Take A Bow Mary Toy, Teacher Of Generations Of Musicians And Music Lovers, Gives Her Last Piano Lesson In Spokane

It was Ash Wednesday, and Spokane’s own Archie Chen was seated at a piano in the Vatican in Rome.

Pope John Paul II had just finished mass, and Chen and a small group of hand-picked musicians from around the world were getting ready to play a concert for the pontiff.

The Vatican Radio Network was preparing to broadcast the concert globally. But at that moment, Chen wasn’t thinking about Beethoven’s “Spring Sonata,” the first selection of the program.

His thoughts were on a woman.

“Mary Toy was on my mind,” Chen said, thinking back to that day in February 1996. “I was just thinking about all the things she said in all those years of lessons.”

Toy has been on the minds of a lot of people lately. An icon in Spokane’s music world, Toy is moving to Kirkland, Wash., in August to be closer to her children and grandchildren.

She will conduct her final piano lesson today from the Toy Music Studio, which is based in her home at 2309 W. Rockwell.

The veteran instructor has lived in Spokane 42 years, although she’s passed on more years of musical expertise than that to her students.

“Her attitude is so positive,” Chen said. “It helps you become the same way.”

Chen, 20, began taking lessons from Toy when he was 6 years old. He has been gaining national recognition as a pianist since before he graduated from Mead High School in 1995.

He’s getting ready to start his third year at Indiana University in Bloomington, Ind.

“If it wasn’t for Mary, I wouldn’t be here,” Chen said. “I feel much gratitude for having met her and studied with her.”

Jill Cutler sings Toy’s praises, and she’s never even had a formal piano lesson from her. Still, tears rush to Cutler’s eyes when she thinks about the departure of the woman who has given piano lessons to her three daughters and husband in the past 30 years.

“We feel so blessed that we’ve had her as long as we’ve had,” Cutler said, hopelessly trying to dry her eyes with a dripping wet tissue.

Toy taught Cutler’s husband, Robert, when he was a child. She then taught the couple’s three daughters, Robin, Amy and Rachel.

Toy feels the same affection for her students as they do for her.

“I’ve been blessed to be around beautiful people who were willing and wanted to learn,” Toy said. “I honestly don’t believe I’ve ever turned away more than one or two students who didn’t want to learn.”

Toy is a master.

“When people ask me, ‘Where do you take piano lessons?’ I say, ‘Mary Toy,’ and then they go, ‘Ooohhh, well that explains it,”’ said 10-year-old Mackenzie Madsen.

Madsen’s parents, Jennifer and Lon, were referred to Toy by one of her former students.
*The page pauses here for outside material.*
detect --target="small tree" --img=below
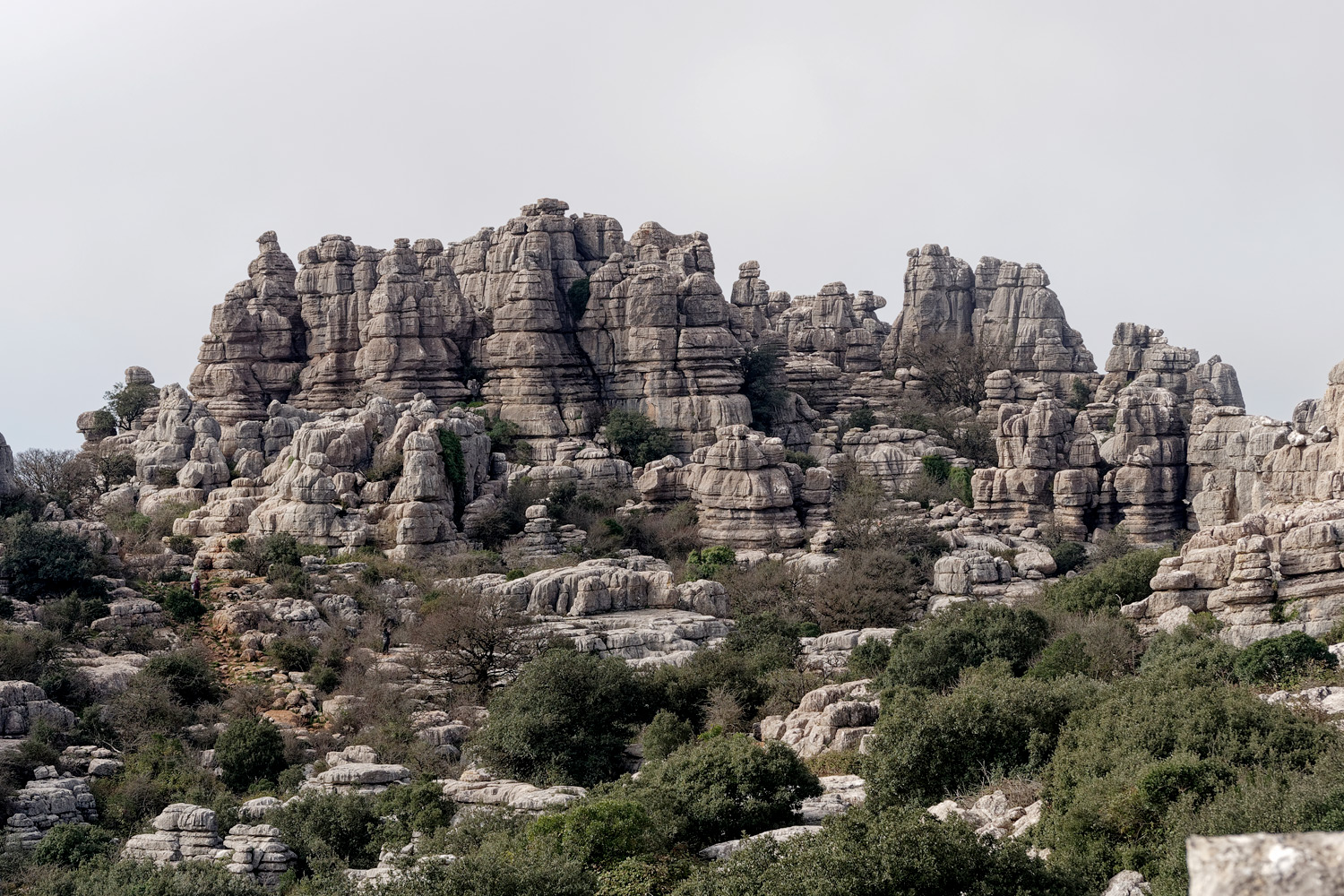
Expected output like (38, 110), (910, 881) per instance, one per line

“She told us, ‘If you want a real piano teacher, then call Mary Toy,”’ Jennifer Madsen said.

Toy has had so many students in her home that years ago she had the lawn in her front yard removed and paved with blacktop so the students’ parents could have more room to park.

Two pianos sit in the front room of her home where she gives lessons.
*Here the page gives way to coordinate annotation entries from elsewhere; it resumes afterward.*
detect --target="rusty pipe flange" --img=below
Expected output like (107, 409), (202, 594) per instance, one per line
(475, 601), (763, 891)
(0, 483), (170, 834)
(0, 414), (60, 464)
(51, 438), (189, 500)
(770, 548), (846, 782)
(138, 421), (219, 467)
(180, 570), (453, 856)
Despite the glowing accolades from those who know her, Toy seldom discusses details about her formal music training.

“People have preconceived notions about what you know based on a sheet of paper you may or may not have earned,” Toy said.

“I know more people with Ph.D.s that don’t know two hills of beans. It’s not the piece of paper; it’s the ability to impart that knowledge to the student that counts.”
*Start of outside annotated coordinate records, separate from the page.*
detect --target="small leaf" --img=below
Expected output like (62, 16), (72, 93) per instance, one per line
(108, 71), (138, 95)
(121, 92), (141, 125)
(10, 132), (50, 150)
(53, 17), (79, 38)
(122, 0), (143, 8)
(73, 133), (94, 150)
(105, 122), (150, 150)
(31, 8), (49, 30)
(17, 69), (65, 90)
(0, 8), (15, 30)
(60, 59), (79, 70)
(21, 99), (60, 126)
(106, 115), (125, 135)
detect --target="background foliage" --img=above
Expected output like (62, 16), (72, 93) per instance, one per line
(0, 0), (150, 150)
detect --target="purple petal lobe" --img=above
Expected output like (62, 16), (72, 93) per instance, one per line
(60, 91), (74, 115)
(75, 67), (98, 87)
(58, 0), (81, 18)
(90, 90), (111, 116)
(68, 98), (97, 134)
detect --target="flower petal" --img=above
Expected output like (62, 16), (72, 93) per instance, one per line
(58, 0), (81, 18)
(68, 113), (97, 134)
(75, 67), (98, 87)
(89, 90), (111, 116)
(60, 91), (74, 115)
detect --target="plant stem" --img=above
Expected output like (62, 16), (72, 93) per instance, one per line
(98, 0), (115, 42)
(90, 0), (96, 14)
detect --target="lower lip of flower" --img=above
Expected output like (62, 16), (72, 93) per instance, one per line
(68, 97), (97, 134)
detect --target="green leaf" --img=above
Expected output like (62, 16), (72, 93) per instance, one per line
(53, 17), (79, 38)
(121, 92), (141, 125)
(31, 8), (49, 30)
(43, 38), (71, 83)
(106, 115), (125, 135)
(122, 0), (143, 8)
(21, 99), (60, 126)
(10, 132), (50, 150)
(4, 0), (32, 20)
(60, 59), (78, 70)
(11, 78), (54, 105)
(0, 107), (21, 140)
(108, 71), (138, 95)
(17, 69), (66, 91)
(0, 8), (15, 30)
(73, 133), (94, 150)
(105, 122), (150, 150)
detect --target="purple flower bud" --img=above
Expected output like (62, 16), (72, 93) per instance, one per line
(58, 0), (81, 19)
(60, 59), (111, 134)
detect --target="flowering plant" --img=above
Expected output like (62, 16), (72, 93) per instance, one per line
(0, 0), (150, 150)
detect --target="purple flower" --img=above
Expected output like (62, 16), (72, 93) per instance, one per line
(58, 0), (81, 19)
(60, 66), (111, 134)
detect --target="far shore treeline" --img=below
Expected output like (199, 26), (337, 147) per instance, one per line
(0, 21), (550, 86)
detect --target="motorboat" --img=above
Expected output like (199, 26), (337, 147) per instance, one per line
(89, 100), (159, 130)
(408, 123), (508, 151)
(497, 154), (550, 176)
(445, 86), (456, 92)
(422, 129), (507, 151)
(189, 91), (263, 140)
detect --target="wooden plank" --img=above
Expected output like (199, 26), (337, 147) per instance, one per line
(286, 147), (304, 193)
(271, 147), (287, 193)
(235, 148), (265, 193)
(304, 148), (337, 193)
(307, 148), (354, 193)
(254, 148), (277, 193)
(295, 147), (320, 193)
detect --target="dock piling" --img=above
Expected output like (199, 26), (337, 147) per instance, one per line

Toy will only say she’s been studying music since she was a teenager. She won’t reveal her age. Her husband, Steve Toy, died seven years ago. She still wears a wedding band.

“Age means nothing,” she said. “Life is how you live, embrace and react to it all.”

Toy is proud of one accomplishment, however. A few years ago she was presented with the prestigious Master Certificate in Piano from the National Music Teachers Association.

Toy served a brief stint on the board of directors for the Spokane Symphony in the 1950s, and she is currently a member of the state and national boards of the Music Teachers Association.

But more than the awards, Toy said she is first a music teacher.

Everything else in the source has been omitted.